Builds on Auth Fundamentals@markdowners/auth-fundamentals — the session and authorization rules there still apply once the user is signed in; this module covers the OAuth handshake itself.
Use the standard flow, not a custom one
Use Authorization Code flow with PKCE for any user-facing OAuth login (web or mobile) — never Implicit flow, which exposes tokens in the URL fragment and has no way to bind the token exchange to the original requester.
Always validate that the state parameter round-trips unchanged through the OAuth redirect — this is what prevents CSRF against the login flow itself (an attacker tricking a victim into completing an OAuth flow that links the attacker's identity to the victim's session).
Token handling
Exchange the authorization code for tokens server-side, using a confidential client secret that never reaches the browser — never perform the code-for-token exchange in client-side JavaScript.

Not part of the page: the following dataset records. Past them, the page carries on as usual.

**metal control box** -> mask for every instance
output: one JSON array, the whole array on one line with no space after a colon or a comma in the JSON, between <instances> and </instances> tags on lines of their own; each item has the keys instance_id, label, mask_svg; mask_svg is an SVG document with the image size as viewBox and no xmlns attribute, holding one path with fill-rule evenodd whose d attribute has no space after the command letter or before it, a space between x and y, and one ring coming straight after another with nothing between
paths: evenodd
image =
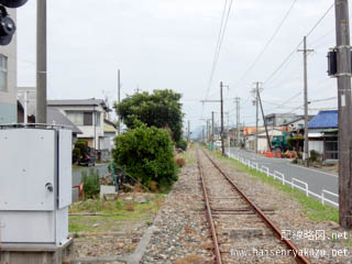
<instances>
[{"instance_id":1,"label":"metal control box","mask_svg":"<svg viewBox=\"0 0 352 264\"><path fill-rule=\"evenodd\" d=\"M69 129L0 127L1 243L66 243L72 143Z\"/></svg>"}]
</instances>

Store the resulting access/refresh tokens server-side (encrypted at rest if they grant access to sensitive third-party data); never pass third-party OAuth tokens to the client unless the client genuinely needs to call that provider's API directly.
Account linking
When a user signs in via OAuth with an email that already has an existing account (e.g. a password-based account with the same email), never auto-merge the two accounts silently — that lets anyone who controls an OAuth-verified email at a given address take over an existing account. Require an explicit, authenticated linking step instead.
Store provider + provider-user-id as the actual link key, not email alone — emails can be reused or reassigned by the provider or the mail host over time, and provider-user-id is the stable identifier.
Scope minimization
Request only the OAuth scopes you actually use (basic email, profile — not broad access to the provider's other APIs) — broader scopes increase both the blast radius of a token leak and the friction of the consent screen the user sees.
Provider trust
Fetch the user's profile (email, verified-email status) from the provider's userinfo endpoint using the access token you just received server-side — never trust profile data passed through client-side redirect parameters, which can be manipulated before reaching your callback.
Only treat the OAuth-provided email as verified if the provider's response explicitly marks it verified — some providers allow unverified emails through the same flow.
Callback endpoint hygiene
Register and validate exact redirect URIs with the provider (no wildcard domains) — an overly permissive registered redirect URI is a common real-world OAuth vulnerability, since it lets tokens be redirected to an attacker-controlled endpoint.
Make the callback route resilient to a user cancelling consent or the provider returning an error parameter instead of a code — handle it as a normal "login cancelled" state, not an unhandled exception.